Rust Performance Guide for Hayabusa Developers¶
Author¶
Fukusuke Takahashi
English translation¶
Zach Mathis (@yamatosecurity)
About this document¶
Hayabusa (English: "peregrine falcon") is a fast forensics analysis tool developed by the Yamato Security group in Japan. It is developed in Rust in order to (threat) hunt as fast as a peregrine falcon. Rust is a fast language in itself, however, there are many pitfalls that can result in slow speeds and high memory usage. We created this document based on actual performance improvements in Hayabusa (see the changelog here), but these techniques should be applicable to other Rust programs as well. We hope you can benefit from the knowledge we have gained through our trial and error.
Speed improvement¶
Change the memory allocator¶
Simply changing the default memory allocator may improve speed significantly. For example, according to these benchmarks, the following two memory allocators
are much faster than the default memory allocator. We were able to confirm a significant speed improvement by changing our memory allocator from jemalloc to mimalloc, so we made mimalloc the default since version 1.8.0. (Although mimalloc does use slightly more memory than jemalloc.)
Before ¶
After ¶
You only need to perform the following 2 steps in order to change the global memory allocator:
- Add the mimalloc crate to the
Cargo.tomlfile's [dependencies] section: - Define that you want to use mimalloc under #[global_allocator] somewhere in the program: That is all you need to do to change the memory allocator.
Effectiveness(Real example from a Pull Request) ¶
How much speed improves will depend on the program, but in the following example
changing the memory allocator to mimalloc resulted in a 20-30% performance increase on Intel CPUs. (For some reason, there was not as a significant performance increase on ARM based macOS devices.)

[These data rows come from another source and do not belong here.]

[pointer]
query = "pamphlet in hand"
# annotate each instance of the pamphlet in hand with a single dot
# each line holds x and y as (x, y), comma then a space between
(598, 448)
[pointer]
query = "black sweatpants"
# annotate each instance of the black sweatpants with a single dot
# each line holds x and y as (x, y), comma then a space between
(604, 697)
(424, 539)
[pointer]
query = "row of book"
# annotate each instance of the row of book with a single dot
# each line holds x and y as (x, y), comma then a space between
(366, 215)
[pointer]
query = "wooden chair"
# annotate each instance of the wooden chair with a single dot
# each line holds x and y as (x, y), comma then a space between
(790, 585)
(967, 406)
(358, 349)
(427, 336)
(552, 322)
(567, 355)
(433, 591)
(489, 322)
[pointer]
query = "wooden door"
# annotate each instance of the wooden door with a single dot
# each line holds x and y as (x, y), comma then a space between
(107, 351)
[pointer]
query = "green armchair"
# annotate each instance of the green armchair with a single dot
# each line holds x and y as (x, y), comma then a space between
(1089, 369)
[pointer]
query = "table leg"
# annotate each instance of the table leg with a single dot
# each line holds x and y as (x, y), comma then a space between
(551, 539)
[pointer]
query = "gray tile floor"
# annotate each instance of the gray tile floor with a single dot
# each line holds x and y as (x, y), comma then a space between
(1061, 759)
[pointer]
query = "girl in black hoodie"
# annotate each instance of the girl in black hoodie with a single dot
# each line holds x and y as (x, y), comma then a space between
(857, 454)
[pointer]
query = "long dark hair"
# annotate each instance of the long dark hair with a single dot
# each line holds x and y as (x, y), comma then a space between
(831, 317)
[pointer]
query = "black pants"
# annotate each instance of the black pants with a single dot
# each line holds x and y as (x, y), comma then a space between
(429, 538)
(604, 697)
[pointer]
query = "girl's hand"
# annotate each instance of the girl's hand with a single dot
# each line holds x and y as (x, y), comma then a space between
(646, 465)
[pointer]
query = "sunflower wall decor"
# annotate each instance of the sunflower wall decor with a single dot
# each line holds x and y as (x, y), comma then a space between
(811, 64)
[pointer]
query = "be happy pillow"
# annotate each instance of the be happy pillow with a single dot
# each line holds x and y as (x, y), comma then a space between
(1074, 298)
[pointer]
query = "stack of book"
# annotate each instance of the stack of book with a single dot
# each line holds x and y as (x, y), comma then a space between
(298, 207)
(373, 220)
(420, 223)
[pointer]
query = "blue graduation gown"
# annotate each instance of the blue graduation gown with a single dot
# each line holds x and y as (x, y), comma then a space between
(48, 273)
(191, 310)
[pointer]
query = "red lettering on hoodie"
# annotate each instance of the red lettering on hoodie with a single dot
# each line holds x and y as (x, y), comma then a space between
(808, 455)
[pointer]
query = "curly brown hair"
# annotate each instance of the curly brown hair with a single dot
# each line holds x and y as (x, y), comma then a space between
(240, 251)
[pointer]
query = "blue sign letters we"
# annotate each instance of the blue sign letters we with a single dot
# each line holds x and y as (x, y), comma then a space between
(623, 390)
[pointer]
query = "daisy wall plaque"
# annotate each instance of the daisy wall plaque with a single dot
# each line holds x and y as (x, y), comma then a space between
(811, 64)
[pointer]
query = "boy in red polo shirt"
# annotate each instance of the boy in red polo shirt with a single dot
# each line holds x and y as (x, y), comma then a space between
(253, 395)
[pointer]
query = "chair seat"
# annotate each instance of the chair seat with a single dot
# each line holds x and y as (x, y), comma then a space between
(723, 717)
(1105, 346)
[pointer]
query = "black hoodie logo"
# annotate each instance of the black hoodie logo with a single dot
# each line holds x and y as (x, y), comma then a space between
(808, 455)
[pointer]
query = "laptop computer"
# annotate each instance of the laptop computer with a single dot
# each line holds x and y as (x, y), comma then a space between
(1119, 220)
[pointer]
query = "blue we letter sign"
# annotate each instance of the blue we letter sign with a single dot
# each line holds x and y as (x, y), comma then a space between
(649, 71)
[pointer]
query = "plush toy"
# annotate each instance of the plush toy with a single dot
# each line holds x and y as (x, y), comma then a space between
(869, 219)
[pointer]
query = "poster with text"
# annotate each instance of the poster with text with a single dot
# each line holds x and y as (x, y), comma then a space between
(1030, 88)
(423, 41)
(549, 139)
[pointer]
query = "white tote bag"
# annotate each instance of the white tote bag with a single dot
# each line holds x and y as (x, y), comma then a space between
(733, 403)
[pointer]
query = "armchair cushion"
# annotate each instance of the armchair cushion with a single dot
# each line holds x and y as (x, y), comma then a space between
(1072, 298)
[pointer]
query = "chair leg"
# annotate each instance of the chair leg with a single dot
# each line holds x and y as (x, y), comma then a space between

Reduce IO processing in loops¶
Disk IO processing is much slower than processing in memory. Therefore, it is desirable to avoid IO processing as much as possible, especially in loops.
Before ¶
The example below shows a file open occuring one million times in a loop:
use std::fs;
fn main() {
for _ in 0..1000000 {
let f = fs::read_to_string("sample.txt").unwrap();
f.len();
}
}
After ¶
By opening the file outside of the loop as follows
use std::fs;
fn main() {
let f = fs::read_to_string("sample.txt").unwrap();
for _ in 0..1000000 {
f.len();
}
}
Effectiveness(Real example from a Pull Request) ¶
In the following example, the IO processing when handling one detection result at a time was able to be performed outside of the loop:
This resulted in a speed improvement of about 20%.

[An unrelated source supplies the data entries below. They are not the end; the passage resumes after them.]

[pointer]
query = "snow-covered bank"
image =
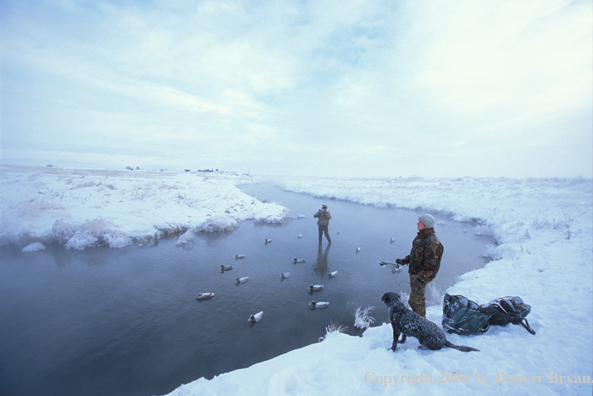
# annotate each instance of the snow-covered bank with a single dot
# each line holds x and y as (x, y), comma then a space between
(544, 254)
(82, 208)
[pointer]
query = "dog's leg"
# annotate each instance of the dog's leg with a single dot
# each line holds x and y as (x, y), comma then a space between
(396, 334)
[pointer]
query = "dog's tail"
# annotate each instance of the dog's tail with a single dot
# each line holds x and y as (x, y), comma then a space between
(461, 348)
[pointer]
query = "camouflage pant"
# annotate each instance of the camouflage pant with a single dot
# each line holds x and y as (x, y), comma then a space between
(322, 230)
(417, 299)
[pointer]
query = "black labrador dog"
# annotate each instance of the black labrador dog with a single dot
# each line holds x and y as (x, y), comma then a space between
(408, 323)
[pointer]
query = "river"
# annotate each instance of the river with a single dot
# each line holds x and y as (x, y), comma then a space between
(127, 322)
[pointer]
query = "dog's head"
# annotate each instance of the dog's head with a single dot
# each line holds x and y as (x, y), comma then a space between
(390, 298)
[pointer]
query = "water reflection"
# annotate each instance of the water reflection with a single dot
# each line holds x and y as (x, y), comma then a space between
(321, 264)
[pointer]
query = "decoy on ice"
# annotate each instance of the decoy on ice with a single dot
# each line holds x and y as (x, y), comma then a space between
(204, 296)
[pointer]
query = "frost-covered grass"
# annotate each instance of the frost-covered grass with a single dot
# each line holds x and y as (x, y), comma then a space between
(84, 208)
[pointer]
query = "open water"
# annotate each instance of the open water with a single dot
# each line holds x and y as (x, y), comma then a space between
(126, 321)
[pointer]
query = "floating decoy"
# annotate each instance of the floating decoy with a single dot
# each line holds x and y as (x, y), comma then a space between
(396, 267)
(204, 296)
(256, 318)
(320, 304)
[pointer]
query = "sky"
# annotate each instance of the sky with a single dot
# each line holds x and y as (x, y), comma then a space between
(313, 88)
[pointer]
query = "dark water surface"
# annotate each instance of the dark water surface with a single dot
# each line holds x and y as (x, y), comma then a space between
(126, 321)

Avoid regular expression compilation in loops¶
Regular expression compilation is a very costly process compared to regular expression matching. Therefore, it is advisable to avoid regular expression compilation as much as possible, especially in loops.
Before ¶
For example, the following process creates 100,000 attempts to match a regular expression in a loop:
extern crate regex;
use regex::Regex;
fn main() {
let text = "1234567890";
let match_str = "abc";
for _ in 0..100000 {
if Regex::new(match_str).unwrap().is_match(text){ // Regular expression compilation in a loop
println!("matched!");
}
}
}
After ¶
By doing a regular expression compilation outside the loop, as shown below
extern crate regex;
use regex::Regex;
fn main() {
let text = "1234567890";
let match_str = "abc";
let r = Regex::new(match_str).unwrap(); // Compile the regular expression outside the loop
for _ in 0..100000 {
if r.is_match(text) {
println!("matched!");
}
}
}
Effectiveness(Real example from a Pull Request) ¶
In the following example, regular expression compilation is performed outside the loop and cached.
This resulted in significant speed improvements.
Use buffer IO¶
Without buffer IO, file IO is slow. With buffer IO, IO operations are performed through buffers in memory, reducing the number of system calls and improving speed.
Before ¶
For example, in the following process, write occurs 1,000,000 times.
use std::fs::File;
use std::io::{BufWriter, Write};
fn main() {
let mut f = File::create("sample.txt").unwrap();
for _ in 0..1000000 {
f.write(b"hello world!");
}
}
After ¶
By using BufWriter as follows
use std::fs::File;
use std::io::{BufWriter, Write};
fn main() {
let mut f = File::create("sample.txt").unwrap();
let mut writer = BufWriter::new(f);
for _ in 0..1000000 {
writer.write(b"some text");
}
writer.flush().unwrap();
}
Effectiveness(Real example from a Pull Request) ¶
The method described above was implemented here
and has resulted in significant speed improvements in output processing.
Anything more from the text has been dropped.